Methods: This study was a prospective analysis of 21 fetuses with prenatally diagnosed congenital left heart obstructive lesions and 45 normal fetuses undergoing routine ultrasound evaluated at a tertiary referral center. These fetuses underwent detailed echocardiography, including the study of the aortic valve on a targeted short-axis view of the right ventricle. Necropsies or postnatal echocardiograms were available for confirmation of the diagnosis in all cases.
Results: Aortic cusps and commissures were satisfactorily visualized in 38/45 (84%) normal fetuses and in 18/21 (86%) fetuses with congenital heart disease. The aortic valve was correctly defined as bicuspid in one normal fetus and in six fetuses with congenital heart disease. In two fetuses with a positive family history, the bicuspid aortic valve was isolated. There was one incorrect diagnosis (a unicuspid unicommissural valve diagnosed prenatally as a bicuspid aortic valve in a fetus with severe aortic stenosis) and one false-positive diagnosis in a fetus diagnosed with a coarctation and a bicuspid aortic valve late in the third trimester of pregnancy and in which both anomalies were not confirmed at neonatal echocardiography.

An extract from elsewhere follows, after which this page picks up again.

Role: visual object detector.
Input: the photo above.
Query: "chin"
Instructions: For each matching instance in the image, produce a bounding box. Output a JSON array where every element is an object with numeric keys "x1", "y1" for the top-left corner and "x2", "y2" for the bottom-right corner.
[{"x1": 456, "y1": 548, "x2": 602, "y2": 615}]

Conclusions: This study demonstrated that aortic valve anatomy can be satisfactorily assessed in fetuses with and without left heart obstructive lesions. We believe that a detailed search for a bicuspid aortic valve should be attempted in all patients referred for a positive family history of congenital heart disease, in general, and of left ventricle outflow tract obstruction or bicuspid aortic valve, in particular. In fact, the presence of an asymptomatic bicuspid aortic valve has been demonstrated to represent an important factor predisposing to the development of bacterial endocarditis and dissecting aortic aneurysm late in adult life. Therefore, an early detection of such an anomaly may contribute to ensure a longer symptom-free lifespan of individuals with the most common cardiac anomaly at birth.